Pheasant hunting doesn't require a lot of specialized or expensive equipment, but there are some basic items that will make your time in the field more enjoyable and productive.

  • License/Hunting Regulations Handbook – The trail to good hunting starts with a knowing the rules, a license and pheasant stamp.
  • Maps – Scouting an area will increase your odds of finding pheasants and good maps will help your efforts. Search on the DNR website for maps of Wildlife Management Areas and Walk-In Access areas. Combined, these programs provide 1.3 million acres of public hunting on more than 1,500 parcels. A list of a wide variety of DNR maps can be found on the DNR's maps page, including the useful Recreation Compass that identifies multiple types of public land. A local plat book may also come in handy to identify specific pieces of land.
  • Shotgun and shells – Bring along a shotgun that you have practiced with and are comfortable shooting. The style or gauge of the shotgun is not nearly as important as your proficiency with it. Since pheasants are fairly tough birds, you will want to choose a heavier load such as 4 or 5 shot and limit your shooting distances to 50 yards or less. This will result in fewer wounded birds. Also be aware that if you are hunting federal land, non-toxic shot is required.
  • Blaze orange – Minnesota pheasant hunters are required to wear at least one visible article of clothing above the waist that is blaze orange. This could be a hat, jacket or hunting vest. Remember that more blaze orange will make you more visible to other hunters.
  • Good boots – Pheasant hunting involves lots of walking on uneven terrain. Good quality, above-the-ankle boots will provide the comfort and support you need for a day in the field. Since crossing creeks and marshy areas is common, waterproof boots are preferred by many hunters.
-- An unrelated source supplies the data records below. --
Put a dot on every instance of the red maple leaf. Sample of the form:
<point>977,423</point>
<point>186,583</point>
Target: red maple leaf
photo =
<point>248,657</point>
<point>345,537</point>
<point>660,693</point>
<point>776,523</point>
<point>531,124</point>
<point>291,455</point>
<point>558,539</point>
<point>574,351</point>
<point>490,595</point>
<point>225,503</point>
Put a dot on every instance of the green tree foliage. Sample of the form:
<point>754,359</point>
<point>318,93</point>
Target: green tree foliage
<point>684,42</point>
  • Layered clothing – Cool fall mornings often turn into sunny, warm afternoons. Layered clothing will prepare you for a variety of weather conditions. Long sleeves and gloves will help keep you from getting scratched up when moving through tall grass, cattails or woody cover. Hunting chaps or brush pants will protect your legs and keep you dry on mornings when the grass is wet.
  • Eye and ear protection – Anytime you use a firearm, you should protect your eyes and ears. A pair of sunglasses and foam ear plugs will provide basic protection. More expensive options included coated, colored, high impact lenses and digital hearing aids that enhance some sounds while protecting from loud noises.
  • A good dog – While a dog is not required to hunt pheasants, a good hunting dog will increase the number of opportunities you have to harvest birds and provide you with a companion in the field. A hunting dog is a year-round commitment. Be sure you are willing to invest significant time and energy before purchasing a dog.
  • Refreshments – After a few hours in the field, you will need to refuel. Don't forget water and snacks to keep you going through the day. Water your dog often and consider canine energy bars that are on the market.


Have fun, be safe and good luck hunting!